I never use shampoo. I haven’t for over years, and I wash my granddaughter’s hair the same way. I wash my hair with baking soda, and about every third or fourth wash, I rinse with an apple-cider-and-water rinse, which restores the natural pH balance of the hair. (Lemon juice will do, too) My hair is cleaner, healthier, longer, shinier than ever, and baking soda costs pennies to the dollars of fancy shampoo. It doesn’t sting the eyes, or contain harmful chemicals. If you want more info on baking soda shampoo, it’s all over the web. It’s often referred to as “no poo” or “no shampoo”. I have a previous post here, Never Shampoo Again.
I make my own “conditioner” too. I float a tablespoon of light olive oil in a small amount of water in a spray bottle. I shake well, and spritz this on my granddaughter’s hair in the morning before brushing. It helps make the hair shiny and tames down the frizzies. It even helps with detangling.
I bought a super-soft hair brush. Don’t get something stiff and scratchy and made of plastic. For your preschooler’s hair, you can get a natural boar’s bristle brush, which is often very soft. It may seem like it doesn’t do the job, but it will, and it won’t pull. Your child may enjoy having her hair brushed again when she learns it doesn’t hurt.
Finally, I let her brush my hair. I let her see how much I LOVE to have my hair brushed. I let her put funny hair things in my hair. I’m modeling preferred behavior for her, the way I want her to act.

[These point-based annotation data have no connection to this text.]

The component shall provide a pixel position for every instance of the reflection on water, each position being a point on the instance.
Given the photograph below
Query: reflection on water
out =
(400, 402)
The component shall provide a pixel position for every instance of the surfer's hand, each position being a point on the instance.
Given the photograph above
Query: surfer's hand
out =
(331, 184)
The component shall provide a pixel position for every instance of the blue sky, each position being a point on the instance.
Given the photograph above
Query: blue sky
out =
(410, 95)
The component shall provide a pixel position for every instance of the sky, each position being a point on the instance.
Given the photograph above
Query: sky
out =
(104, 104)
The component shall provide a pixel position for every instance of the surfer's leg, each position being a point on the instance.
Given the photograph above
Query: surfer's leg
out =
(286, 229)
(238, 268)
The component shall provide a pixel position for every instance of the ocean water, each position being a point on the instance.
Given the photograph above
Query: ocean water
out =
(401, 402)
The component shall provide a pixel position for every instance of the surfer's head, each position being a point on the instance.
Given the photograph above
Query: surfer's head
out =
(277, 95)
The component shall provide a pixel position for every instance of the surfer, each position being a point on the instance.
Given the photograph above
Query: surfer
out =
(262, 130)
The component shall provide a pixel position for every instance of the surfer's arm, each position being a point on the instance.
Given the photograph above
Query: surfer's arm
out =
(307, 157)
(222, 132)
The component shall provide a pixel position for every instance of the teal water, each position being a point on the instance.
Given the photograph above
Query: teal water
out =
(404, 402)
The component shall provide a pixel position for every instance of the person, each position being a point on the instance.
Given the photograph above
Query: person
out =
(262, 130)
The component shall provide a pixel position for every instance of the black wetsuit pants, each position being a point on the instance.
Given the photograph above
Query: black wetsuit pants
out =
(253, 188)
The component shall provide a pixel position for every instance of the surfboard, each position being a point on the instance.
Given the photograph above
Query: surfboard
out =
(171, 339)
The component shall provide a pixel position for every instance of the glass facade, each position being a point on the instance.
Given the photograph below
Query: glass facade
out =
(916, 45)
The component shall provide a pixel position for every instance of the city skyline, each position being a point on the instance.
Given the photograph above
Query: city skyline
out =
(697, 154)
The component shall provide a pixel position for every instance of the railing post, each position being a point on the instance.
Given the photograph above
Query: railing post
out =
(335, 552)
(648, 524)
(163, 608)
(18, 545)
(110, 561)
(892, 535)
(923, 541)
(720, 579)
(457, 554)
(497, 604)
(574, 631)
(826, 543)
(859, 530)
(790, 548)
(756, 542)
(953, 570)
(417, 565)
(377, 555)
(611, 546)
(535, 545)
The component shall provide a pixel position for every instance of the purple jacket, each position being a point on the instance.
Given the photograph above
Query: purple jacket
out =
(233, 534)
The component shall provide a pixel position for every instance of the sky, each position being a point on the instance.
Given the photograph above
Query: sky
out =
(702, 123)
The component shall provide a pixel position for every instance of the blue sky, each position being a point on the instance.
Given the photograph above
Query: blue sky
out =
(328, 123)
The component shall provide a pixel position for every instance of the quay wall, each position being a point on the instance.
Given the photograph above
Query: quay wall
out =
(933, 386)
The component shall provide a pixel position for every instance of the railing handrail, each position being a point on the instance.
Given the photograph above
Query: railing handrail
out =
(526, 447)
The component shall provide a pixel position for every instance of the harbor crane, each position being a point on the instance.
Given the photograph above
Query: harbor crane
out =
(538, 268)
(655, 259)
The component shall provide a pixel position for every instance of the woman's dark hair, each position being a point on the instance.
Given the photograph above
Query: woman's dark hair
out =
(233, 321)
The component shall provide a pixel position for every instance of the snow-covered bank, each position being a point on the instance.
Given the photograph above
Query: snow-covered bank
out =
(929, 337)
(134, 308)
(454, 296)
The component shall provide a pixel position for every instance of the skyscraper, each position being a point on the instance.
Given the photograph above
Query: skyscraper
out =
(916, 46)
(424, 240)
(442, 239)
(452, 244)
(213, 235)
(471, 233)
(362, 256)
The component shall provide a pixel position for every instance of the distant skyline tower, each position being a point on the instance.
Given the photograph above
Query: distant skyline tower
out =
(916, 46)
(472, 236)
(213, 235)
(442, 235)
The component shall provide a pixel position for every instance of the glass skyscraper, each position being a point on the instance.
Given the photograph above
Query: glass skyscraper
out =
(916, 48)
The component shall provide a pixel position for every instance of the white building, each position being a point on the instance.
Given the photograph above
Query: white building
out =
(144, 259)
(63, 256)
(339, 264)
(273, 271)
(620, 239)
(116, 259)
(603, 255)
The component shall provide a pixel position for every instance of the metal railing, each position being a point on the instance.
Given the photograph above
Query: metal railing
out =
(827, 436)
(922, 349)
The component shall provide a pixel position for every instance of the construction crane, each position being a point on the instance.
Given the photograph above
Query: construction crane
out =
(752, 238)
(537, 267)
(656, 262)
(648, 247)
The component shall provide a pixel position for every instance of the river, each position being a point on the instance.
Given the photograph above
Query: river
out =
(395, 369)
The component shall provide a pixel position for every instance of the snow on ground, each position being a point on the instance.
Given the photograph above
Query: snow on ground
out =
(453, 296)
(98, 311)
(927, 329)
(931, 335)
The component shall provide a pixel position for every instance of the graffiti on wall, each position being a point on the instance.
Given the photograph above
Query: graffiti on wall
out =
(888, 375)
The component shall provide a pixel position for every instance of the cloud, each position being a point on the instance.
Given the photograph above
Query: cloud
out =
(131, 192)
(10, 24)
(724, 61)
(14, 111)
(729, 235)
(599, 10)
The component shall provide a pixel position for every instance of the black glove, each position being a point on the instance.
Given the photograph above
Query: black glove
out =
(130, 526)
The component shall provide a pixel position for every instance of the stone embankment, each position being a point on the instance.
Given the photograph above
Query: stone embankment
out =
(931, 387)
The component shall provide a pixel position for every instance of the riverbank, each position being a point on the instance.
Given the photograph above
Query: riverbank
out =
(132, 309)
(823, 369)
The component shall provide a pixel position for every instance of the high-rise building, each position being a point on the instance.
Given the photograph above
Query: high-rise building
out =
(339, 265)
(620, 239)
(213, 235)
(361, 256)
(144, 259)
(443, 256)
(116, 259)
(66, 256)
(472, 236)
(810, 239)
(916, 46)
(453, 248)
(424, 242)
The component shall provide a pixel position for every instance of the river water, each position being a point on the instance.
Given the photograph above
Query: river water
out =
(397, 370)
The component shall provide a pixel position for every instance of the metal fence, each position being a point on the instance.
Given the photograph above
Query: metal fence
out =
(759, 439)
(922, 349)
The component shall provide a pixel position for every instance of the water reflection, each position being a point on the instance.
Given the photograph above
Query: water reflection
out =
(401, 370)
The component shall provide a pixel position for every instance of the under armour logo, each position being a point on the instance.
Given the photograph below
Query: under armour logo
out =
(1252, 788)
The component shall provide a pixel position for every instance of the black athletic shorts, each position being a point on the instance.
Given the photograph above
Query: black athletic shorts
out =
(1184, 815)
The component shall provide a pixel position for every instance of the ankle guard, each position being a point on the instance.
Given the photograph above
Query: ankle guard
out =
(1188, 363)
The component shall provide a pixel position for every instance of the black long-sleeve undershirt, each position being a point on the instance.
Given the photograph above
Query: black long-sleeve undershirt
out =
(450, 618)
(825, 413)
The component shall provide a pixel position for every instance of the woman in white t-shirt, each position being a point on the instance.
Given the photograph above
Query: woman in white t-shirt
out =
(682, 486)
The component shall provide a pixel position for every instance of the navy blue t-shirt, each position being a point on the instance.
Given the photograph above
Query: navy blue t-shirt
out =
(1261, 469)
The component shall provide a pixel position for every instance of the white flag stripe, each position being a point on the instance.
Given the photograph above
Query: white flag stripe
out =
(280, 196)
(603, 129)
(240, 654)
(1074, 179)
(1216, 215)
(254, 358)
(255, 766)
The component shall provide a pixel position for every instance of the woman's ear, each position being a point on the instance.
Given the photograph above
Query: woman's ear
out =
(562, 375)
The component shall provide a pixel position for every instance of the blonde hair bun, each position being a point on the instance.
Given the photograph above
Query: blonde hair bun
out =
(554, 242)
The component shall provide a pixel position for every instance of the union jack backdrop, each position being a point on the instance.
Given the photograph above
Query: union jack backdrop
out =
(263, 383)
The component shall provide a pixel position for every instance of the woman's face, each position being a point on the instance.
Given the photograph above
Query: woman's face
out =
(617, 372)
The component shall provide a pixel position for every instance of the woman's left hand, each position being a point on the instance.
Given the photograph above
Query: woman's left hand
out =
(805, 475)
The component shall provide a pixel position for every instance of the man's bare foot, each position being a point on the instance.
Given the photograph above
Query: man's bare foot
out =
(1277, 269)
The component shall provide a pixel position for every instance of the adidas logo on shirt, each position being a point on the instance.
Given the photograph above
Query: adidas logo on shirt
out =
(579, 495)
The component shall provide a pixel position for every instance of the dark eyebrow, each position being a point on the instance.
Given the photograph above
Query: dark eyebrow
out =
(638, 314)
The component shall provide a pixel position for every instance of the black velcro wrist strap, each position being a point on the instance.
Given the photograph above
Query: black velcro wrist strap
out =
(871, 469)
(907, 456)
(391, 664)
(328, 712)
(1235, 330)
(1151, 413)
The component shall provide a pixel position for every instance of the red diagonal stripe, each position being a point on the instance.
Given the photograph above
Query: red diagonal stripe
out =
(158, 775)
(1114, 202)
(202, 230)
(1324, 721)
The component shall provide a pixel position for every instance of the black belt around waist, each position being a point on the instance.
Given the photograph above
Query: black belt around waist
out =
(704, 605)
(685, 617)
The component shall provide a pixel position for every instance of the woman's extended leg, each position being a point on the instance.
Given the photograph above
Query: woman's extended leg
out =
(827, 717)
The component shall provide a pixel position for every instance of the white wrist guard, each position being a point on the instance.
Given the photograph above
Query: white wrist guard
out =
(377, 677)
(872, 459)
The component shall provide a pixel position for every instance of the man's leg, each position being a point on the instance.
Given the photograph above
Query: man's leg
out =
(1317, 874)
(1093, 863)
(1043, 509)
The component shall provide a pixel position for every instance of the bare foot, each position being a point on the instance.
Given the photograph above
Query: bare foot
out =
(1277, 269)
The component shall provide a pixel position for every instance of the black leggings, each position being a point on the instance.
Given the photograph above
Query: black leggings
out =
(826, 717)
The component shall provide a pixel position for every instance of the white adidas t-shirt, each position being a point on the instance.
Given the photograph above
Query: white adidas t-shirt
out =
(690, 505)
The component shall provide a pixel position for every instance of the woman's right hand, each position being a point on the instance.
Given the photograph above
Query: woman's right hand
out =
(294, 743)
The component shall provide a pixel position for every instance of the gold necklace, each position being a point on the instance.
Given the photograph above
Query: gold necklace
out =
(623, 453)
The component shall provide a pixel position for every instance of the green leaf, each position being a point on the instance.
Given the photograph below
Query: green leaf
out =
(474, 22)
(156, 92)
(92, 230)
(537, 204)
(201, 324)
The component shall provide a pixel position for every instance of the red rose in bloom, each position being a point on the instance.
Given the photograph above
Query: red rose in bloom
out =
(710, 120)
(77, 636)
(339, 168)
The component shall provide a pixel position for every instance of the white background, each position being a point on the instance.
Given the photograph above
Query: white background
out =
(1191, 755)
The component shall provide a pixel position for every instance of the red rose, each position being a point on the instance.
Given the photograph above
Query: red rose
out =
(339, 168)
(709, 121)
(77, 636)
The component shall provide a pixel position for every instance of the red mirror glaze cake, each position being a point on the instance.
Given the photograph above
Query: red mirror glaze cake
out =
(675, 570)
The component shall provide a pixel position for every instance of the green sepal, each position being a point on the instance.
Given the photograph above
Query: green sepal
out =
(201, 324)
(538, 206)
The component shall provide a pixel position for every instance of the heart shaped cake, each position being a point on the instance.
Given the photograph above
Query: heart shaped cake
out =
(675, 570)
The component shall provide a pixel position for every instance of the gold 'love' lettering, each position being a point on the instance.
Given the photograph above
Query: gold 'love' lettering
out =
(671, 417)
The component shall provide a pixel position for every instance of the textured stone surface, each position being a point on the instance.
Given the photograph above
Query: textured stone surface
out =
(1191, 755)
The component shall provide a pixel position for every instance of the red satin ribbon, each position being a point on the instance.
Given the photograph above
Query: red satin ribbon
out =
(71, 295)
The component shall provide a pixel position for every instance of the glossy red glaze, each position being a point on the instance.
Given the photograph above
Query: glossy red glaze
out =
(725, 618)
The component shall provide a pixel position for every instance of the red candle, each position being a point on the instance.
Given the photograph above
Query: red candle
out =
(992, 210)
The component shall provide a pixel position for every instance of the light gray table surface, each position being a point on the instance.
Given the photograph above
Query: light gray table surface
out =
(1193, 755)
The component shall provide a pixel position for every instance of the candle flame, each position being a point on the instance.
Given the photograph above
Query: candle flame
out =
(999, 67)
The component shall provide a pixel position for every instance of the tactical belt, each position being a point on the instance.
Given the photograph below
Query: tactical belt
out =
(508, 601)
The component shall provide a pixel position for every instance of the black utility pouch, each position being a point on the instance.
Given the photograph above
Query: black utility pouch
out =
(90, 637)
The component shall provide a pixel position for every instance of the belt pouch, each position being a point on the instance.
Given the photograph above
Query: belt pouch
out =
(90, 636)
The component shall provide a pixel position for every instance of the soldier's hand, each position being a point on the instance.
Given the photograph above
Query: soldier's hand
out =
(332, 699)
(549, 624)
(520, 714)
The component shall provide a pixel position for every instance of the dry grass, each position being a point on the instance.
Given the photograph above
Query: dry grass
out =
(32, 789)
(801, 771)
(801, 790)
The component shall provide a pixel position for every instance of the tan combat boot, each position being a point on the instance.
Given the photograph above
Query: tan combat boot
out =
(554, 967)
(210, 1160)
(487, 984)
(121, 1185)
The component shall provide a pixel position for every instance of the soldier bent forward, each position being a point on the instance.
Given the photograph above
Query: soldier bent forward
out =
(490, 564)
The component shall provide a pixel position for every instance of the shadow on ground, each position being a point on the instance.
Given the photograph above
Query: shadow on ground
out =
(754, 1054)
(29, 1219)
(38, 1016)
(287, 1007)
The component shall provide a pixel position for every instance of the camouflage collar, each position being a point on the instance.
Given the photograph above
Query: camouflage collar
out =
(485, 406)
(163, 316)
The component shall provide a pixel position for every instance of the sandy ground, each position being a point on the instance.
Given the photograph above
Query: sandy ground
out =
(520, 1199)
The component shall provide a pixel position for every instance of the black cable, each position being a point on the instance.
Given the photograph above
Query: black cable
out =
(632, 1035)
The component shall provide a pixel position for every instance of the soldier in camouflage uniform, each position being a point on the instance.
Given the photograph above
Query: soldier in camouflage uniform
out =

This is a “killer combination”. You use modeling, positive reinforcement, and make it a really enjoyable experience, and the hair battles should end. If after you’ve tried everything else, and it’s still a problem, then you may want to discuss a very short hair cut with your child. Don’t cut her hair without her permission- she may never forgive you! But she can help to be part of the decision making process. Either she lets you brush her hair, or she needs to have it cut short.